A seguir, a entrevista que o Prof. Dr. Luís Reis Torgal, Catedrático da Universidade de Coimbra, concedeu à Revista Tema Livre. O historiador, um dos maiores pesquisadores internacionais sobre o fascismo, fala à revista sobre o fascismo português, suas relações com a Alemanha de Hitler e a Itália de Mussolini e, ainda, sobre a imagem que Salazar construiu de si próprio para a população portuguesa.

Revista Tema Livre – Qual a sua atuação na Universidade de Coimbra e quais pesquisas o Sr. está a desenvolver atualmente?
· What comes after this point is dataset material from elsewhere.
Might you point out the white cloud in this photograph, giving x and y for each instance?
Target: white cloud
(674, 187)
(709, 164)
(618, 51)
Luis Reis Torgal – Bem, eu, actualmente, trabalho com o Estado Novo. O Estado Novo, digamos assim, para simplificar, significa o período do nosso fascismo à portuguesa, com Antonio Oliveira de Salazar e Marcelo Caetano, e que vai desde mais ou menos 1930 até 1974. Grande parte das pesquisas que eu faço e que eu oriento são nessa área. Quer na área da licenciatura, quer na área do mestrado, quer na área do doutoramento.
Por outro lado, coordeno um centro de investigação que pertence à Universidade de Coimbra, embora esteja ligado à Fundação para a Ciência e Tecnologia, que é o nosso organismo máximo de ordenação cientifica, que é o tal Centro de Estudos Interdisciplinares do século XX [CEIS-20], que, como o nome diz, é um centro interdisciplinar que aborda o século XX. Interdisciplinar porque existem, na verdade, grupos que trabalham, genericamente, a história do século XX, outros mais estritamente em história económica, história da imprensa, história da educação, história da ciência… Bom, é um centro interdisciplinar que abrange oito grupos de investigação e, por conseguinte, é essa a minha tarefa, a de coordenar este centro. Concluindo, sou professor de seminários de história contemporânea, nomeadamente do Estado Novo, oriento as teses, faço investigação nesta área e coordeno o Centro.

RTL – O senhor pode falar sobre o Salazar e a construção de sua imagem para a população portuguesa?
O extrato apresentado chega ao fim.